第53話 終止符を打って(オフィーリア視点)



 キャロラインにとってはきっと、他人の評価が命。それならば、その生命線を崩すことこそが報復になると思った。 


「反論は、あるに決まって」

「そう? でもごめんないね。貴女の言い訳がましい反論はもうこれ以上聞く気になれないの。なぜなら、キャロラインの反論は証拠がなく筋が通ってないでしょう?」

「!!」


 言いがかりだとはねのけるなら、私にだって同じことをする権利はある。


「それに聞く意味はないわ。先程述べた通り、縁を切った仲ですもの。修復作業は不要よ」

「オフィーリア!」


 元々ここまで話すつもりもなかった。ただ、仕掛けられた以上無視することもできなかった。

 キャロラインの叫びに近い声に反応したのは、私ではなくユーグリット様だった。


「デリーナ伯爵夫人、およびデリーナ伯爵」

「!」


 デリーナ伯爵は、びくりと体を動かした。


「妻オフィーリアの意向により、我がルイス侯爵家からの交流も控えさせていただこう。元より無いに等しいが、これ以上交わることはないとだけ言わせてもらおう」

「こ、侯爵……!」

「デリーナ伯爵。貴方に関しては同情する。ご自身でもわかっていると思うが、今後の対応次第で伯爵への評価も変わることだろう」

「……お気遣いありがとうございます」


 ユーグリット様の言葉を、デリーナ伯爵はすぐに理解した。小さく会釈をする隣で、キャロラインは依然として怒りの表情を浮かべていた。

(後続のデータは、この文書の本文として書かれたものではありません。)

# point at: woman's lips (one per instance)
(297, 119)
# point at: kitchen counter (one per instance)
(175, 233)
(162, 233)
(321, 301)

「オフィーリアはそうやって身分の低い者を貶めるのね」


 どうにか私の悪い部分がないか探して突いたキャロライン。しかし、当然ながらそれは彼女の歪んだ物差しだった。


「何を言っているの、デリーナ伯爵夫人。オフィーリアはむしろ身分など気にしたことはないでしょう。自身が初めて主催を務めたお茶会にだって、男爵夫人や子爵夫人だって招待したのですから。オフィーリアほど、身分に無頓着な者はいないわ。……まさか十年来の親友がそんなこともわからないなんてね」

「!!」


 お義姉様から擁護が飛ぶと、キャロラインはあり得ないという表情へと変わる。そしてそのまま、隣に立つお兄様がキャロラインに言い放った。


「デリーナ伯爵夫人。私達フォルノンテ公爵家としても、ルイス侯爵と同様の対応を取らせてもらおう」

「そ、そんな!! 何故ですか!!」

「オフィーリアの意思を尊重するだけだ。妹という繋がり無しで贔屓目で見ずとも、どちらに軍配が上がるか、私にとっては明らかなのでな」

「お考え直し下さい、公爵様!!」


 悲痛なキャロラインの声が響く中、お兄様は次に伯爵へ目線を移した。


「デリーナ伯爵。私もユーグリットと考えは同じだ。それで構わないだろうか」

「はい。全て受け入れる所存です」

「あなた! 何を言っているの……!!」


 本来であればキャロラインの味方になるであろうデリーナ伯爵でさえ、彼女を見放した。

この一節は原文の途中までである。